Já a tempestividade tem ligação direta com duração e oportunidade, ou seja, o dado no tempo certo. Se você descobre, 5 minutos antes do sorteio, a sequência de números vencedores da loteria, esse dado vale muito, pelos próximos 5 minutos. É uma informação extremamente tempestiva, se você não agir rápido, ela perde o valor. Dados muito tempestivos tendem a ter um valor muito alto em um momento específico, e depois não valer mais nada. Ao mesmo tempo, dados menos tempestivos, com maior duração (o seu nível de formação acadêmica, por exemplo) tem um valor menor, mas que se sustenta para sempre

O mesmo exemplo dos números vencedores da loteria representam também a dimensão de raridade. Se só você conhece os números, o valor deles é o prêmio total. Se todo mundo conhecesse, o prêmio seria dividido por todos, ou seja, o valor seria muito menor. Quanto mais difícil de conseguir, quanto menos gente tem acesso, no geral, mais valiosa é uma informação.

Ao pensarmos na aplicabilidade, podemos pensar em uma base para orientar políticas públicas mais eficientes de combate à pandemia. Por exemplo, se eu sei que 8 em cada 10 pacientes intubados por causa da doença morreram no ano passado no Brasil, o investimento em prevenção precisará ser maior do que a construção de novos leitos, porque não é uma questão de ter onde internar, mas da sobrevida de quem passa por um procedimento invasivo. O valor dessa informação é enorme, porque tem o potencial de ajudar o governo a salvar milhares de vidas.

No quesito de especialidade (ou grau de especialização) de um dado, um exemplo interessante é o da francesa Babolat, que criou uma raquete com a alcunha de “inteligente”, porque coletava dados de desempenho de jogadores de alta performance em quadra. Os dados gerados foram aproveitados pela empresa para mudar o direcionamento do negócio, sendo aplicados no desenvolvimento de novos produtos, em pesquisas e outras experiências da marca. A informação é altamente especializada, e não se aplica a praticamente nenhum outro negócio ou mercado, mas para esse mercado específico, tem muito valor.

Como vimos, as dimensões podem aparecer com maior ou menor preponderância em um dado e isso vai determinar, por exemplo, se a informação tem maior ou menor valor. E, nesse sentido, o quanto a informação poderá te auxiliar em uma tomada de decisão, na construção de uma estratégia ou na conexão de serviços deverá ser levado em conta para saber se aquele dado tem ou não valor para você.

 

Conclusão

Muitas vezes, a pergunta: “quanto vale?”, é respondida com “quanto custa”, ou seja, com uma classificação monetária simples, que acaba por incorrer na métrica de “barato ou caro”. Mas não se trata disso.
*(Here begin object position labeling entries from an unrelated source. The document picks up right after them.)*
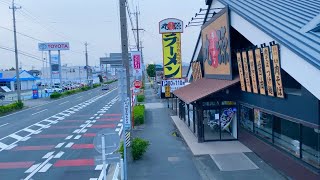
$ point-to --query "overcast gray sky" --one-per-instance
(94, 21)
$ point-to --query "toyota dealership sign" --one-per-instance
(54, 46)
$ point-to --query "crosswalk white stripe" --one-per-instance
(48, 155)
(60, 145)
(32, 168)
(57, 156)
(69, 145)
(45, 168)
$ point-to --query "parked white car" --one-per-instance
(53, 89)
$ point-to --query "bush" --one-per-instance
(139, 147)
(11, 107)
(55, 95)
(138, 114)
(140, 98)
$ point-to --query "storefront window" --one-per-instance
(263, 124)
(286, 135)
(246, 118)
(311, 146)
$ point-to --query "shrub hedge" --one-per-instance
(138, 114)
(139, 147)
(11, 107)
(140, 98)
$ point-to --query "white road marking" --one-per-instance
(4, 124)
(99, 167)
(38, 168)
(32, 168)
(69, 145)
(14, 136)
(45, 168)
(60, 145)
(39, 112)
(29, 130)
(69, 137)
(63, 102)
(11, 146)
(57, 156)
(77, 131)
(48, 155)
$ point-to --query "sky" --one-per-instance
(92, 21)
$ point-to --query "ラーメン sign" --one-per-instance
(53, 46)
(171, 25)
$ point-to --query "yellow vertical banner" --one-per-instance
(246, 70)
(171, 44)
(277, 70)
(240, 68)
(267, 67)
(253, 72)
(262, 88)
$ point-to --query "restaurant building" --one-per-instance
(255, 77)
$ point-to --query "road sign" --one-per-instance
(110, 158)
(53, 46)
(137, 84)
(111, 139)
(167, 91)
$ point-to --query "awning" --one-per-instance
(202, 88)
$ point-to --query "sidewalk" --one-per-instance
(168, 157)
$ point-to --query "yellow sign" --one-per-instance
(240, 68)
(277, 70)
(171, 43)
(246, 70)
(253, 72)
(267, 67)
(167, 91)
(260, 71)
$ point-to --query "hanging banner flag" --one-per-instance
(171, 30)
(55, 67)
(277, 70)
(240, 68)
(136, 64)
(260, 71)
(267, 67)
(246, 70)
(253, 71)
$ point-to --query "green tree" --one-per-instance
(151, 70)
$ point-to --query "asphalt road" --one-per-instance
(55, 141)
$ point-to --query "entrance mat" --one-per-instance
(233, 162)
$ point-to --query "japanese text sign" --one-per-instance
(171, 43)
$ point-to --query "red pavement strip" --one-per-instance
(82, 146)
(104, 126)
(89, 135)
(109, 119)
(33, 148)
(50, 135)
(75, 162)
(112, 115)
(15, 165)
(74, 120)
(63, 127)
O que devemos considerar é o  resultado desejado, ou seja, o que aquele dado vai gerar para a minha vida, se for um indivíduo, ou para o meu negócio, se estivermos falando no contexto empresarial. Dessa forma, será possível calibrar a relação entre o quanto vale e o quanto custa e, assim, virar a chave do “gasto” para “investimento”. E investir em dados não é apenas obtê-los, afinal, um dado sem uma aplicação, sem um objetivo, sem gerenciamento ou contexto, é apenas um dado, e não uma informação. Isso tudo, portanto, precisa ser colocado na conta do valor.